L’idée d’un filtrage lors de l’arrivée de migrants pour distinguer les demandeurs d’asile des migrants économiques peut se comprendre, afin de faciliter la gestion des demandes d’asile, mais elle doit être analysée avec une certaine méfiance. L’ajout d’une étape procédurale dans le parcours du demandeur d’asile peut s’avérer problématique, et présente le risque de vider le droit d’asile de sa substance. En effet, une personne persécutée dispose d’un droit à être protégée par un État autre que celui dont il est ressortissant, mais encore faut-il lui donner les moyens de faire entendre sa cause. Ce filtrage semble impliquer une étude préalable de la situation d’un migrant avant de lui octroyer l’entrée sur le territoire de l’Union. S’il apparaît qu’une personne est éligible à la procédure d’asile, alors elle pourra présenter sa demande, mais il n’est pas certain qu’elle aboutisse. En revanche, si elle n’apparaît pas comme potentiellement éligible, elle sera renvoyée vers son pays d’origine sans que sa demande soit profondément étudiée. Les impératifs de gestion des flux migratoires ne devraient pas conduire au risque de remettre en cause le droit d’asile. Ce dernier est un droit fondamental, qui figure d’ailleurs dans la Charte des droits fondamentaux de l’Union européenne (article 18), ce qui implique qu’une personne puisse s’en prévaloir de manière effective. L’existence du filtrage présente ainsi le risque qu’une personne ne puisse pas parvenir à présenter effectivement une demande d’asile, ce qui est contraire à un droit fondamental. Une nouvelle fois, l’approche de la Commission est sujette à critique et ne fait pas vraiment preuve de solidarité, vis-à-vis des demandeurs d’asile cette fois. Les orientations données à la réforme n’incitent alors pas à l’enthousiasme, et ce n’est pas la nouvelle stratégie envisagée avec les États tiers qui change cette impression.

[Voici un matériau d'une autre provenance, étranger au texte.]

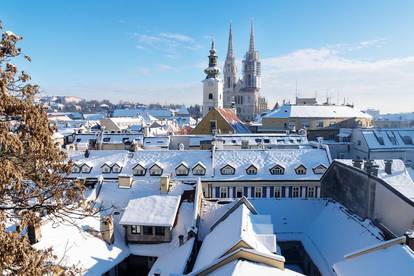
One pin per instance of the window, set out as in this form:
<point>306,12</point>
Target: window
<point>223,192</point>
<point>227,170</point>
<point>135,229</point>
<point>155,170</point>
<point>213,125</point>
<point>300,170</point>
<point>258,192</point>
<point>106,169</point>
<point>277,170</point>
<point>251,170</point>
<point>86,169</point>
<point>311,191</point>
<point>199,170</point>
<point>181,170</point>
<point>159,231</point>
<point>116,169</point>
<point>75,169</point>
<point>139,171</point>
<point>277,192</point>
<point>239,192</point>
<point>295,192</point>
<point>147,230</point>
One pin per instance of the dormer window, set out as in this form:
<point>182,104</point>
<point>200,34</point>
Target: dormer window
<point>182,169</point>
<point>227,170</point>
<point>106,167</point>
<point>277,170</point>
<point>199,169</point>
<point>116,168</point>
<point>300,169</point>
<point>86,168</point>
<point>76,168</point>
<point>156,170</point>
<point>320,169</point>
<point>251,170</point>
<point>139,170</point>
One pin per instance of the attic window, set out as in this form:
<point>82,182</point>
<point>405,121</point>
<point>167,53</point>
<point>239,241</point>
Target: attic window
<point>227,170</point>
<point>277,170</point>
<point>251,170</point>
<point>300,170</point>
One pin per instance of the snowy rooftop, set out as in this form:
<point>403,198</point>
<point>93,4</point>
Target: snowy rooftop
<point>327,230</point>
<point>399,178</point>
<point>155,210</point>
<point>389,138</point>
<point>264,160</point>
<point>241,224</point>
<point>317,111</point>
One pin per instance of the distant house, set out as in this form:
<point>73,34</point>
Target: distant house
<point>319,120</point>
<point>220,120</point>
<point>158,214</point>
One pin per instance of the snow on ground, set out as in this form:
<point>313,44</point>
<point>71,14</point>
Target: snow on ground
<point>326,230</point>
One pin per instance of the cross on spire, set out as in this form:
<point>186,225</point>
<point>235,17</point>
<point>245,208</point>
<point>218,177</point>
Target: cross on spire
<point>251,44</point>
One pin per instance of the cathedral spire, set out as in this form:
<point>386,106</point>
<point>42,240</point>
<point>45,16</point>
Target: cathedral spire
<point>230,46</point>
<point>251,44</point>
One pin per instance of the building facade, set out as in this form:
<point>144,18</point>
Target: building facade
<point>243,93</point>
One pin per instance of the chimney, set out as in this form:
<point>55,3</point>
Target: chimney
<point>164,183</point>
<point>388,166</point>
<point>357,163</point>
<point>107,229</point>
<point>34,232</point>
<point>409,239</point>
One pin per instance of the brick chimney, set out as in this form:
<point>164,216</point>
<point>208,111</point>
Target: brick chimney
<point>107,229</point>
<point>409,239</point>
<point>34,232</point>
<point>357,163</point>
<point>181,239</point>
<point>388,166</point>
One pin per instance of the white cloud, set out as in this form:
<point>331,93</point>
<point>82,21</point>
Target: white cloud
<point>168,44</point>
<point>386,84</point>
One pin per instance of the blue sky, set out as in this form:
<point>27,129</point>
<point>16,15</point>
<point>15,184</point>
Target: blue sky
<point>155,51</point>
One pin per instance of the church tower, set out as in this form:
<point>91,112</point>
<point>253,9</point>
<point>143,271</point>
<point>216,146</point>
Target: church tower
<point>212,84</point>
<point>252,65</point>
<point>230,69</point>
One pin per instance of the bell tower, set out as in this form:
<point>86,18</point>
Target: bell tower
<point>212,84</point>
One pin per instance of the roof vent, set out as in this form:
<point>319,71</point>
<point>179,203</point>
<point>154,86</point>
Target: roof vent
<point>388,166</point>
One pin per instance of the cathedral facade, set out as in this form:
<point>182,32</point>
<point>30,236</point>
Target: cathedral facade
<point>244,93</point>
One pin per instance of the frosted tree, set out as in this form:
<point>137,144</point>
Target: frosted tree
<point>32,168</point>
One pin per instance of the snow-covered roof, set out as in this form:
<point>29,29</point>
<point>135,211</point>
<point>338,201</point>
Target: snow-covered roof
<point>388,138</point>
<point>76,244</point>
<point>317,111</point>
<point>167,159</point>
<point>240,225</point>
<point>247,268</point>
<point>327,230</point>
<point>264,160</point>
<point>394,260</point>
<point>399,178</point>
<point>155,210</point>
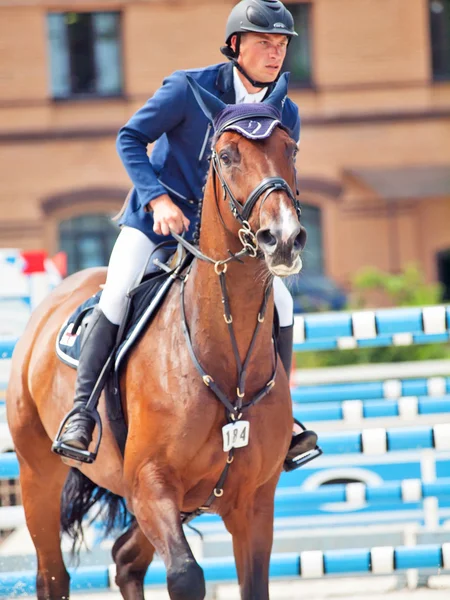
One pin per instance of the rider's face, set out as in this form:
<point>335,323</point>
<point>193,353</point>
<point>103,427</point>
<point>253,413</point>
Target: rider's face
<point>262,55</point>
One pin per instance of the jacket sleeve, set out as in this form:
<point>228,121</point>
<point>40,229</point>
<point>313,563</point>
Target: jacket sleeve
<point>162,113</point>
<point>296,128</point>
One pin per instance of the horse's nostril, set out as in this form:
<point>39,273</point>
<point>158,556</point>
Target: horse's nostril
<point>300,240</point>
<point>266,238</point>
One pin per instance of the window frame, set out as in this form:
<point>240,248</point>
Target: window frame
<point>443,42</point>
<point>307,83</point>
<point>96,96</point>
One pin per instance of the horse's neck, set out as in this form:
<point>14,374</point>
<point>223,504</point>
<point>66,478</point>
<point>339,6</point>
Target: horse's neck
<point>246,284</point>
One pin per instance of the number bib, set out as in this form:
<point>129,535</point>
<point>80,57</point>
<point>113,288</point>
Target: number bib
<point>235,435</point>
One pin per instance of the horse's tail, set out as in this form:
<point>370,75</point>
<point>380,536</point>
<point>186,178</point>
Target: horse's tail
<point>78,497</point>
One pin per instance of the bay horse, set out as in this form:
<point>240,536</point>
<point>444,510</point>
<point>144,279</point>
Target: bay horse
<point>174,456</point>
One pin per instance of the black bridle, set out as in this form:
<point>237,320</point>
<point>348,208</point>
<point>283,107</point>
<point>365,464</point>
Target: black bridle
<point>241,213</point>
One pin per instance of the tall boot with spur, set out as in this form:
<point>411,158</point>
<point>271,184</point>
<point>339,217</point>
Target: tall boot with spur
<point>98,341</point>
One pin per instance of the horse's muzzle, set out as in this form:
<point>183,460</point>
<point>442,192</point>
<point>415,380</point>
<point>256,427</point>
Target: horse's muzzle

3. Une solidarité réinventée avec les États tiers

La réforme de la politique européenne de l’asile détient une dimension externe, puisqu’elle dépend des partenariats conclus avec des États tiers. Sur ce point, une solidarité interétatique permettant une circulation sécurisée des demandeurs d’asile, une lutte contre les trafics des personnes, et une coopération en matière de réadmission doit également être envisageable. Dans cette perspective, la Commission promet que l’Union agira pour la mise en œuvre effective des accords de réadmission et s’engagera à conclure des partenariats mutuellement avantageux avec des États tiers. Il est une nouvelle fois permis de s’interroger sur le point de savoir si cette stratégie ne doit pas mener vers un développement de l’externalisation des demandes d’asile, en dehors des frontières de l’Union. Une telle orientation présente le risque de simplement déplacer la problématique de l’accueil des réfugiés à l’extérieur de l’Europe. L’existence de camp de rétention comme celui de Moria à l’extérieur des frontières de l’Union n’est pas une réelle solution. Cette perspective n’est donc, une nouvelle fois, que très peu réjouissante. En définitive, les propositions de la Commission semblent surtout réitérer ce qui existe déjà, et apporter quelques modifications sur des éléments qui suscitent plutôt l’inquiétude et la méfiance. La commissaire européenne aux affaires intérieures Ylva Johansson avait annoncé dès le début de l’année 2020 « qu’aucun État membre ne va dire de ce Pacte, hourra, c’est la solution idéale ». Il est encore trop tôt pour dire ce qu’il adviendra de ces différentes propositions, mais sur ce point au moins, la commissaire européenne ne semble pas loin de la vérité.